Thursday, December 31, 2009

The Silly Man

Part 5 in the "Men Behaving Badly" Series
Part 1Part 2 Part 3 Part 4

Ask a majority of women what is the number one quality they look for in a man, and the answer is "Sense of Humor." Couple that with the old adage, "Be careful what you wish for," and you may be faced with a situation that is quite frustrating. It is true that women love a man who can make them laugh. Men are all too aware of this and willing to serve women in this way. However, a man who is one step shy of being a circus clown can be a huge turn off (at least for me).

I've seen plenty of guys use humor in ways that at the very least will frustrate a woman, and at most will cause her to grow incredibly angry. As with all the "Men Behaving Badly" postings, my hope is to help men understand how and why their behavior is appropriate, and to help men better serve women in these situations. So without further ado, here are the three main types of "silly men" that I personally find challenging to deal with:

1) Inability to Be Serious. I recently had an email discussion with a brother who claimed he "seriously" wanted to know about a particular facet of my life which he found to be rather unusual. I explained that in some ways, my choices in this area were akin to a personal conviction. The man then replied with a dozen jokes about what I had just shared.

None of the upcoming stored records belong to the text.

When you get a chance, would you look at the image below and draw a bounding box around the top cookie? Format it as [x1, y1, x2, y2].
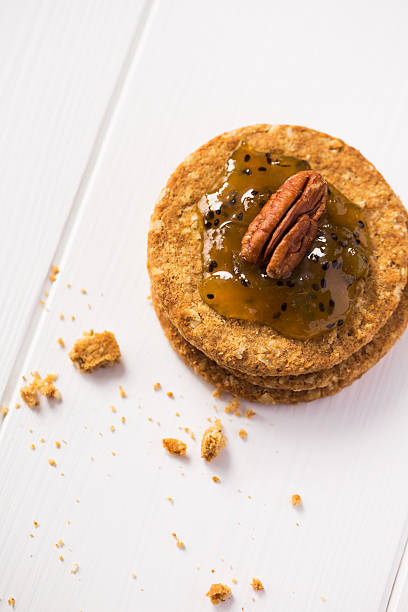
[148, 125, 408, 376]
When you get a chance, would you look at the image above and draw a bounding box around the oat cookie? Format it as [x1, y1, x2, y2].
[148, 125, 408, 378]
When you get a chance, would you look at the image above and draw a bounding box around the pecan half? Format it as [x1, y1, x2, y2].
[241, 170, 327, 278]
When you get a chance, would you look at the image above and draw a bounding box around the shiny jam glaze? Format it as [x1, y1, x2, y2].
[198, 143, 370, 340]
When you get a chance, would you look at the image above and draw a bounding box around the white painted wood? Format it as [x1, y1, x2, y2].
[0, 0, 147, 396]
[0, 0, 408, 612]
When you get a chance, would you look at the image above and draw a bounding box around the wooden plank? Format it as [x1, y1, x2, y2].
[0, 1, 408, 612]
[0, 0, 148, 399]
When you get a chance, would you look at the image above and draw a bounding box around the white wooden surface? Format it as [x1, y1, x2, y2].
[0, 0, 408, 612]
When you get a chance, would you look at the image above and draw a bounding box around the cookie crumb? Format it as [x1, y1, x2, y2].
[251, 578, 264, 591]
[69, 329, 121, 372]
[20, 372, 61, 408]
[171, 531, 185, 549]
[224, 397, 241, 416]
[162, 438, 187, 456]
[291, 493, 302, 506]
[49, 266, 59, 283]
[201, 419, 226, 461]
[206, 582, 231, 606]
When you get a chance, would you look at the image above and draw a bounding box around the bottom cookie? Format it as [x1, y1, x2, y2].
[152, 290, 408, 404]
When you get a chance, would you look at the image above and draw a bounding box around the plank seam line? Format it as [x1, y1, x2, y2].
[384, 520, 408, 612]
[0, 0, 157, 432]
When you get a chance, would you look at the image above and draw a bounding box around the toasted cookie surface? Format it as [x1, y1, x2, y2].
[148, 125, 408, 377]
[152, 290, 408, 404]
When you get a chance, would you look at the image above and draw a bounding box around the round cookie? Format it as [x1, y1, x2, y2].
[148, 125, 408, 377]
[152, 284, 408, 404]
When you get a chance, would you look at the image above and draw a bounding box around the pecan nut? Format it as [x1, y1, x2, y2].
[241, 170, 327, 279]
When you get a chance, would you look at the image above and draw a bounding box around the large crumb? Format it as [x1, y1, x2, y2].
[201, 419, 226, 461]
[20, 372, 61, 408]
[69, 330, 121, 372]
[207, 582, 231, 606]
[163, 438, 187, 456]
[291, 493, 302, 506]
[251, 578, 264, 591]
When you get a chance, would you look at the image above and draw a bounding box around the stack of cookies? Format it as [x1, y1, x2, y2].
[148, 125, 408, 404]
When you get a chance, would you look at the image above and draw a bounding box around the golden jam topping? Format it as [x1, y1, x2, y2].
[199, 143, 369, 340]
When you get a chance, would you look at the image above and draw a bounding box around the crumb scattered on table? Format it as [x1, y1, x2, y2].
[251, 578, 264, 591]
[291, 493, 302, 506]
[49, 266, 59, 283]
[69, 330, 121, 372]
[20, 371, 61, 408]
[201, 419, 226, 461]
[224, 397, 241, 416]
[207, 582, 231, 606]
[162, 438, 187, 456]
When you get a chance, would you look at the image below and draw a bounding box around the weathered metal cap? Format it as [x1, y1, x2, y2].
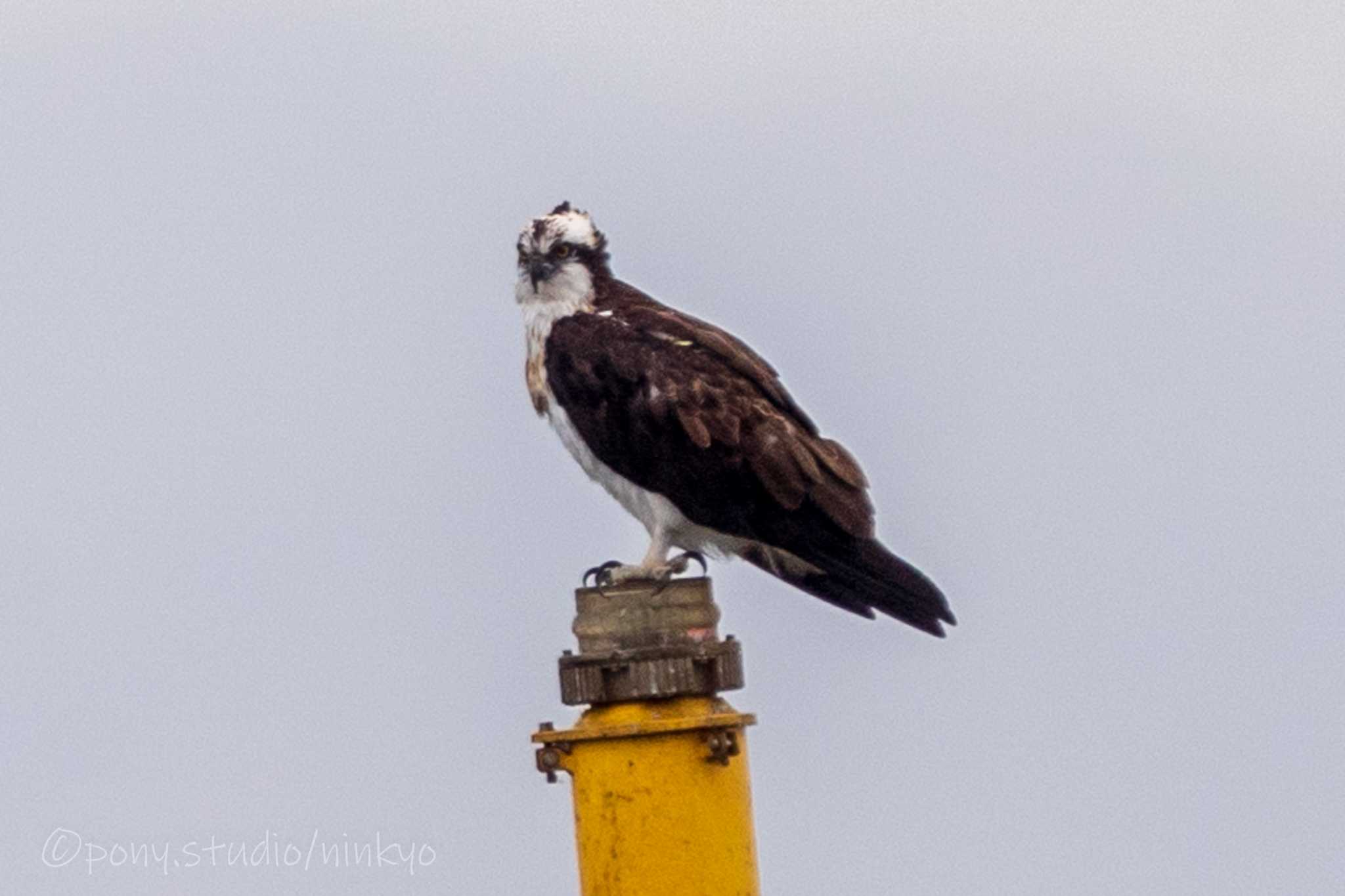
[560, 576, 742, 706]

It seemed every other sentence in his response was followed by "LOL!!!!!" or an emoticon of a smiley beating the ground with his fists in a fit of laughter. Needless to say, I not only did not find his response funny, I found it insulting. I strongly believe that in this case, this man was trying to establish a connection with me, but he ended up putting a bigger wedge between us. Guys, when you use the word "seriously," women want to feel that it is safe to be vulnerable, open up, and tell you - seriously - what makes us tick. If you then turn around and laugh at us, make jokes, or insult something that is very important to us, you make yourself seem very similar to the boy who cried wolf. If you say you want to know something "seriously", and then you don't behave in a serious manner, chances are, we're not going to believe you the next time you use that word. And if we don't believe you are capable of being serious, you will never win our trust.

"Inability to be Serious" is the number one type on my list because it has some very harsh consequences when it comes to how a woman will perceive your leadership ability. Think about it - who in their right mind would want to submit to someone who constantly laughs at everything? As a single woman, constantly laughing or joking in every situation would not be an attractive quality in a husband. But a man who cannot be serious, in my opinion, is even worse in a pastoral role. If your only counseling skill is your sense of humor, I'm not going to feel safe coming to you with a problem.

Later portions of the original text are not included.